-->

Perusahaan Perkebunan yang Melanggar Aturan Disbun harus di Sanksi

Editor: Redaksi
Sebarkan:

Anggota DPRD Kabupaten Sintang, Nokodemus. Foto:int
Sintang, Senentang.id - Anggota Dewan Perwakilan Rakyat Daerah (DPRD) Kabupaten Sintang, Nikodemus, meminta Pabrik Minyak Kelapa Sawit (PMKS) di Bumi Senentang tidak menolak membeli Tandan Buah Segar (TBS) Kelapa Sawit, milik petani sawit mandiri.

Hal itu disampaikan Nikodemus karena ada keluhan petani sawit bahwa PMKS menolak membeli TBS milik petani mandiri. Hal ini dikarenakan adanya harga TBS yang sebelumnya sempat tembus Rp 3.050 per kilogram kini turun drastis menjadi Rp 1.900 per kilogram yang dibeli Pabrik Kelapa Sawit (PKS), di tingkat pengepul harga mampu menampung seharga Rp 1.500 per kilogram dari sebelumnya Rp 3.000 per kilogram.

Padahal kata dia, pemerintah melalui Disbun sudah menetapkan harga TBS sawit. Oleh karena itu berdasarkan surat Gubernur dan surat Bupati terhadap perusahaan yang tidak membeli buah petani mandiri, bahkan menurunkan harga tanpa mengikuti harga yang telah ditentukan oleh Disbun Provinsi, maka akan diberikan sanksi. Namun, sampai saat ini, belum ada sanksi yang diberikan.

“Ini yang kita pertanyakan. Mengapa mereka tidak melakukan pembelian terhadap buah petani mandiri dan menurunkan harga dibawah harga yang telah ditetapkan oleh Dinas Perkebunan Provinsi,” kata Nikodemus, Senin (23/5/2022).

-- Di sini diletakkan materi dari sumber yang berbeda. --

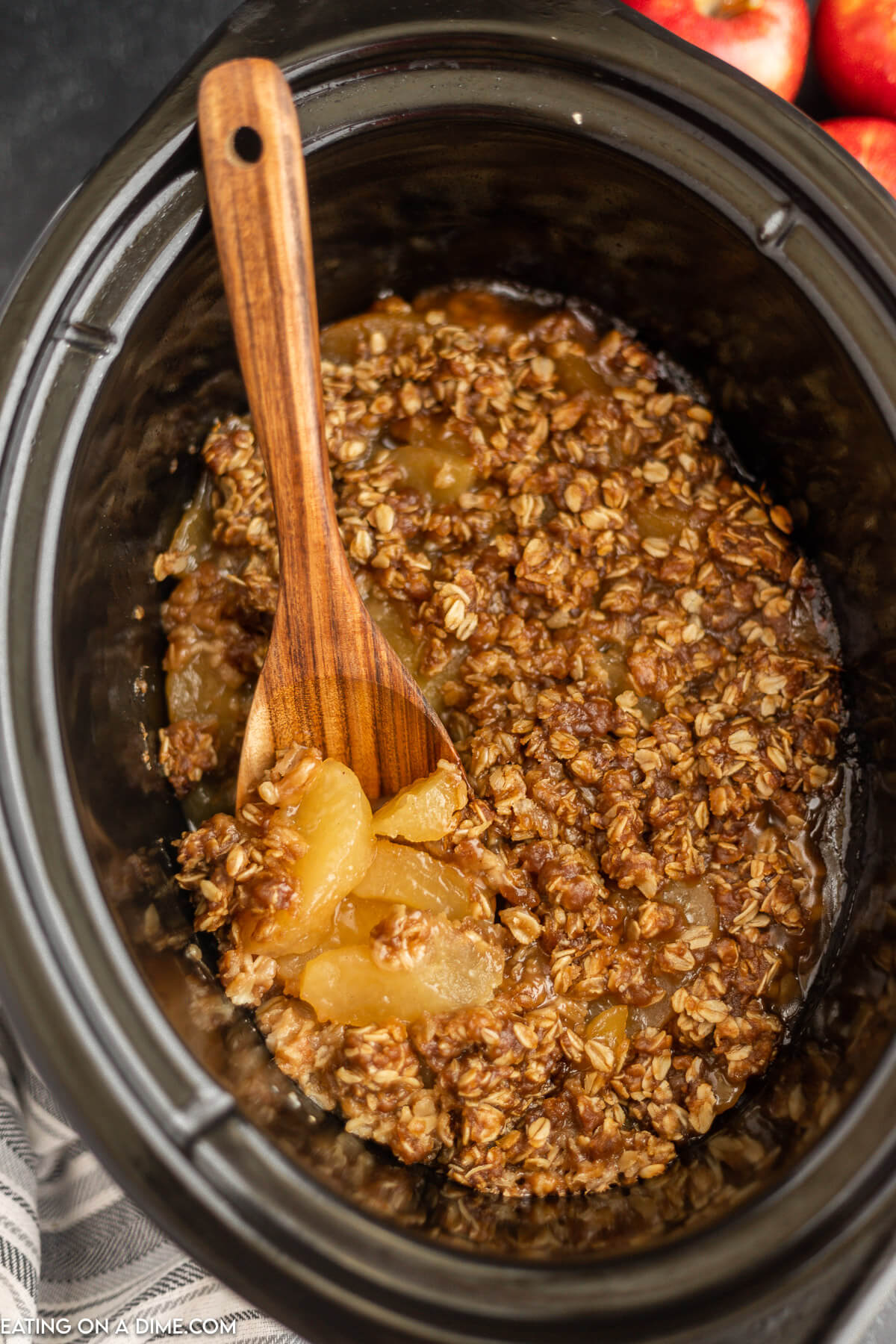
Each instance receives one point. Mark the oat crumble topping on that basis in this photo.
(622, 641)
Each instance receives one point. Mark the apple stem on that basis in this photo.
(732, 8)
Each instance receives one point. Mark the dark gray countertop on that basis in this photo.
(74, 75)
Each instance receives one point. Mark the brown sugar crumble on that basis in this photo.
(621, 640)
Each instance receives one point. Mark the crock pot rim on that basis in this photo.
(167, 148)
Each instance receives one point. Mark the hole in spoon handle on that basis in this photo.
(247, 146)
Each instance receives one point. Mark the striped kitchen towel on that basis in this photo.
(77, 1257)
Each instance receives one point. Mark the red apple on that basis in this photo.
(856, 54)
(768, 40)
(872, 141)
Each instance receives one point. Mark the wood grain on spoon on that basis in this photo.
(329, 679)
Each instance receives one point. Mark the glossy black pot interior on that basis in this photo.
(578, 151)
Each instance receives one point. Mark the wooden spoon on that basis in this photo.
(329, 679)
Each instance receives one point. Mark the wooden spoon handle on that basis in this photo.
(255, 181)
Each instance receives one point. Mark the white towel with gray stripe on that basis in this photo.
(77, 1254)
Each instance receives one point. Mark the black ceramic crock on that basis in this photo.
(568, 146)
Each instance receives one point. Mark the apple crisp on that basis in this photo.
(548, 974)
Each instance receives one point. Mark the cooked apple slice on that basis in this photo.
(334, 818)
(352, 925)
(454, 967)
(425, 809)
(417, 880)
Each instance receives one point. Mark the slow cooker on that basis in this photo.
(568, 146)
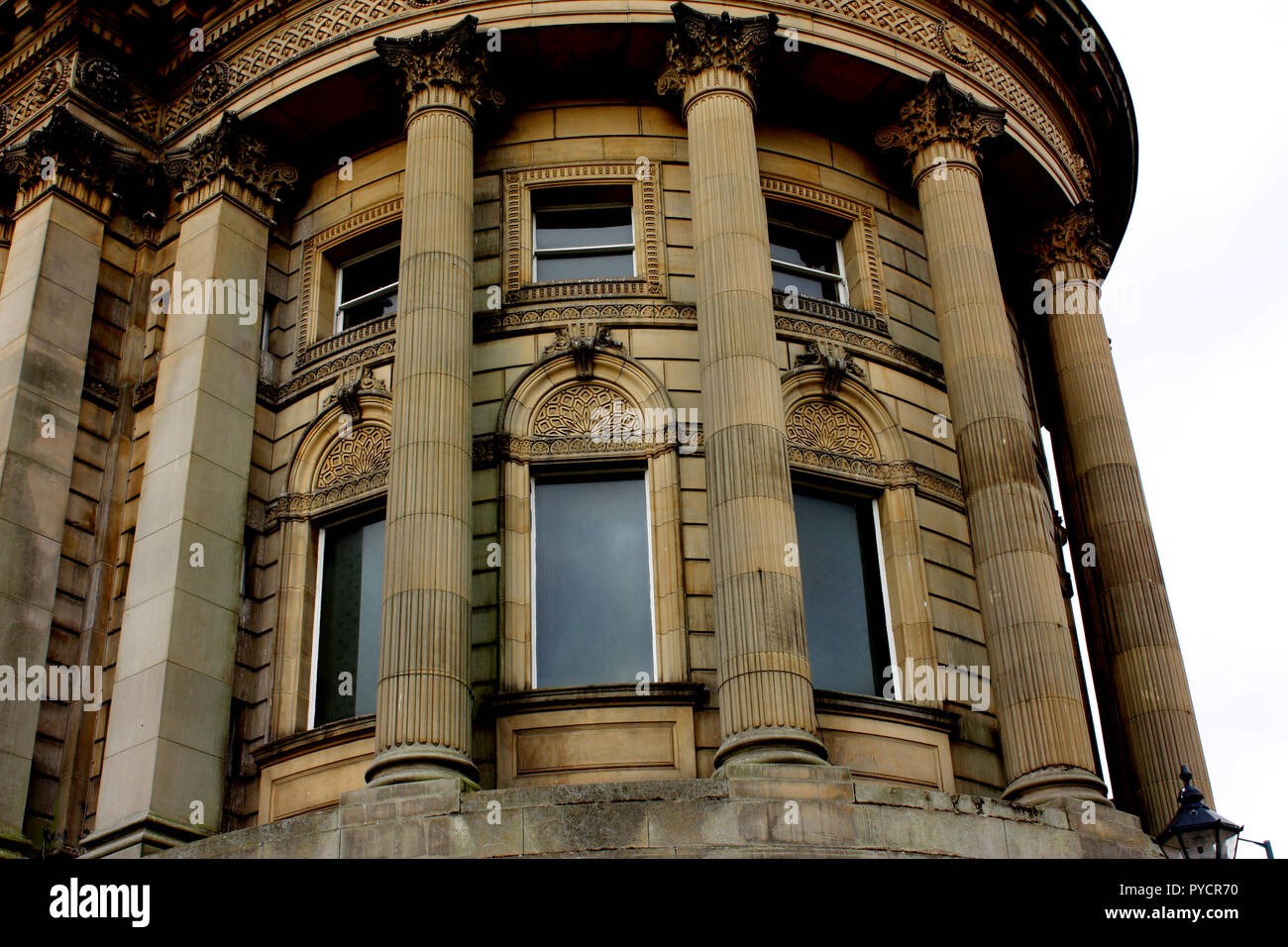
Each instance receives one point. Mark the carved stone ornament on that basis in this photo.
(941, 114)
(213, 84)
(102, 81)
(957, 44)
(709, 42)
(52, 78)
(836, 364)
(454, 56)
(362, 454)
(1073, 237)
(230, 150)
(349, 385)
(581, 341)
(825, 425)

Dengan adanya Peraturan Gubernur (Pergub) tentang penetapan TBS, seharusnya pabrik kelapa sawit membeli buah petani berdasarkan umur tanam sawit itu sendiri.

“Sekarang, justru larangan ekspor yang dikeluarkan oleh Presiden beberapa waktu lalu. Artinya, ini digunakan oleh perusahaan untuk menekan petani. TBS dibeli dengan harga murah, bahkan ada salah satu misalnya PMKS PT CUP itu kan tidak membeli buah petani, sehingga akibatnya petani dirugikan disana,” ujarnya. 

Legislator Hanura menilai ini adalah sebuah mafia. Ia mencontohkan ketika harga sawit sudah terlanjur turun, dan larangan ekspor dicabut, otomatis harga menjadi naik, maka perusahaan untung besar dan petani dirugikan. Artinya korban dari pada larangan ekspor ini adalah petani.

“Sampai hari ini, kita belum ada melihat kenaikan harga. Tapi hari ini mudah-mudahan dan kita berharap harganya (TBS) di perusahaan-perusahaan sudah mengikuti surat Pergub yang ada,” harapnya.

Keputusan dari Pemerintah Provinsi dan dari Disbun Provinsi, dengan dibukanya keran ekspor maka harga sawit ditingkat petani diharapkan normal kembali di atas 3 ribu rupiah.

“Bahkan buah (sawit) yang diatas umur 10 tahun mendekati Rp 4.000.000, kita harap perusahaan mengikuti itu dan jangan sampai petani dikorbankan,” harapnya. 

Nikodemus juga mengatakan, Dewan akan tetap mendorong Pemerintah agar perusahaan-perusahaan yang tidak mengikuti aturan pemerintah diberikan teguran atau sanksi.

“Sanksi bukan hanya sekedar tulisan-tulisan, tapi harus diberikan betul-betul sanksi supaya ada efek jera agar tidak main-main dengan petani di daerah. Jangan sampai juga Pemerintah Daerah (Pemda) tidak berani melakukan tindakan ke ±terhadap perusahaan yang melanggar. Sikap tegas dari Pemda ini yang kita tunggu dan dewan akan terus melakukan pengawasan akan hal itu,” pungkasnya.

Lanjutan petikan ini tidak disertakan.